# quality pastry/dessert magazines..?



## pillsbury1 (Dec 15, 2007)

could i get a few suggestions to some of those really good pastry/dessert/cake magazines subscriptions.that come out about every 2 months....there r just so many that i would like to not be guessing on which ones? ty all.. p.s. i would like them to be oriented to a fast pace restaurant enviorment...ty again..


----------



## tommybza (Dec 2, 2007)

pastry arts ,how fast pace , ,the pastry person should have a good 15 min to get desserts ready ,I always told the staff this is not a after thought it is the last thing they will see before the check so lets make it worth it ,
I cant find my stack of mags now but i will find some for ya I think they come out every 2 mo. 
Tomy


----------



## breton beats (Feb 21, 2007)

Why magazines as opposed to books? If it ideas you are after I don't find that many ideas in magazines. After you look past the ads, and interviews very few ideas.

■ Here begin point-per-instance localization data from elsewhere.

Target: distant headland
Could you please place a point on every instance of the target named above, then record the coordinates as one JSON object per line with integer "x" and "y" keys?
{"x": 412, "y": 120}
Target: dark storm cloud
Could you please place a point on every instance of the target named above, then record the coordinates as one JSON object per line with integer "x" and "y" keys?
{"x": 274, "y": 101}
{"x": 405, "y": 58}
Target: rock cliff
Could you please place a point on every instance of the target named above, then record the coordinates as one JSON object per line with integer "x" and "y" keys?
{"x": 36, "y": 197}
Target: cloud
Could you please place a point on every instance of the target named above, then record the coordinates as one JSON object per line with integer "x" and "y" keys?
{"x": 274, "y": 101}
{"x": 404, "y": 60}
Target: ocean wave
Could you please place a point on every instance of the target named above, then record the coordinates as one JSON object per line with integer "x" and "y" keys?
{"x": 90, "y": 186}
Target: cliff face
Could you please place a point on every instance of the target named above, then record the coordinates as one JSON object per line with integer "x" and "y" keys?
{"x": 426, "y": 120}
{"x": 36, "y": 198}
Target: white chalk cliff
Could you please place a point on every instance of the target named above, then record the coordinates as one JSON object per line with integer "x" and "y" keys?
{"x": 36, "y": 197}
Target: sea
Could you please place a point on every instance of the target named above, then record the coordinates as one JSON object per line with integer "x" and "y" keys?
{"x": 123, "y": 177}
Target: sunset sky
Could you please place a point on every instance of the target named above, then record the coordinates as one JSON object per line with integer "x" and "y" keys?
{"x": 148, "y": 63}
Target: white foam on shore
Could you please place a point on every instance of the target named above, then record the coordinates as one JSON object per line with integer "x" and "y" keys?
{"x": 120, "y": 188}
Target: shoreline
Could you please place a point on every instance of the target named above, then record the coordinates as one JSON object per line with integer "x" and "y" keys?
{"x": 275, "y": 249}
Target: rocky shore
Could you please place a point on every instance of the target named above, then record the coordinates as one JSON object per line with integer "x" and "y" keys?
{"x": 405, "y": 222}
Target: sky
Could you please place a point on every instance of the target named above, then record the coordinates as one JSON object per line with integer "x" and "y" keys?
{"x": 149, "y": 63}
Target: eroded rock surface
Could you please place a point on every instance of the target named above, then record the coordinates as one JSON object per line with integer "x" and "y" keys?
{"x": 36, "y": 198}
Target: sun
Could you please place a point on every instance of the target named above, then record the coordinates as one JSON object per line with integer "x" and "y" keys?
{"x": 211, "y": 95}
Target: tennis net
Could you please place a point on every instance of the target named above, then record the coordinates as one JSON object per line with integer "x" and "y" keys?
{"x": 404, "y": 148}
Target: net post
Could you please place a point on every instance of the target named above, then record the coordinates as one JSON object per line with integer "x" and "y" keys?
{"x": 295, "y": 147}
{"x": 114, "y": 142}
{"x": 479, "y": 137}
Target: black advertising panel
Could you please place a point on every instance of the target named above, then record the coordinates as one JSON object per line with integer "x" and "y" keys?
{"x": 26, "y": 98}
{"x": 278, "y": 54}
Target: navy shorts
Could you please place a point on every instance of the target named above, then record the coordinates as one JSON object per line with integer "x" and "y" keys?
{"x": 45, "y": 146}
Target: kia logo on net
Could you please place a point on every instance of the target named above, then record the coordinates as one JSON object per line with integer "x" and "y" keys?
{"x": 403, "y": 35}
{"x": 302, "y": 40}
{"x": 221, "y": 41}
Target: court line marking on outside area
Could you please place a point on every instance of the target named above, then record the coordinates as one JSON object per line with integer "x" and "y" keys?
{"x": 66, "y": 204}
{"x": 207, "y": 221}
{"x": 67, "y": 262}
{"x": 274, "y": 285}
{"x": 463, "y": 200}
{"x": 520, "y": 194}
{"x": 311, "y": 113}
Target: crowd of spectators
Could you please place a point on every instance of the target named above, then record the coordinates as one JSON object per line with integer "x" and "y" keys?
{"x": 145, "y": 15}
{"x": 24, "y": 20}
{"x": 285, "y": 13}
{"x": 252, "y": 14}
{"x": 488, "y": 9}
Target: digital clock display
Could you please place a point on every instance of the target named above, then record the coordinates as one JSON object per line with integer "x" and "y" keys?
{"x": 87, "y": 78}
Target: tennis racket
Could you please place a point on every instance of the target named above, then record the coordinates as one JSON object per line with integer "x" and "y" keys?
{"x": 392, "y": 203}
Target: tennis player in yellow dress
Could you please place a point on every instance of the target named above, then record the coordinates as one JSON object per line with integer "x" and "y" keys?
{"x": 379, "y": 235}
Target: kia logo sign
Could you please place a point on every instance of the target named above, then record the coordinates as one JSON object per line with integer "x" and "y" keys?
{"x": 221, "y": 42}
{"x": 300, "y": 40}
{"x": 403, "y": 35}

I particularly like the books that are found on the JP Prince site (too many to list) as they are moslty geared to professionals of a high caliber. I also like books that are put out by well-known restaurants. They give me plating ideas.

As far as fast paced goes. It (mostly) all comes down to mise en place. Whatever ideas you are looking to execute break it down into those elements that can be made ahead of time and just assembled to order.


----------



## tommybza (Dec 2, 2007)

what about C.H.I.P.S home page or C.H.I.P.S. HOME PAGE these guys have alot of great stuff .REALLY 
Tommy


----------



## breton beats (Feb 21, 2007)

What a great web site thanks!


----------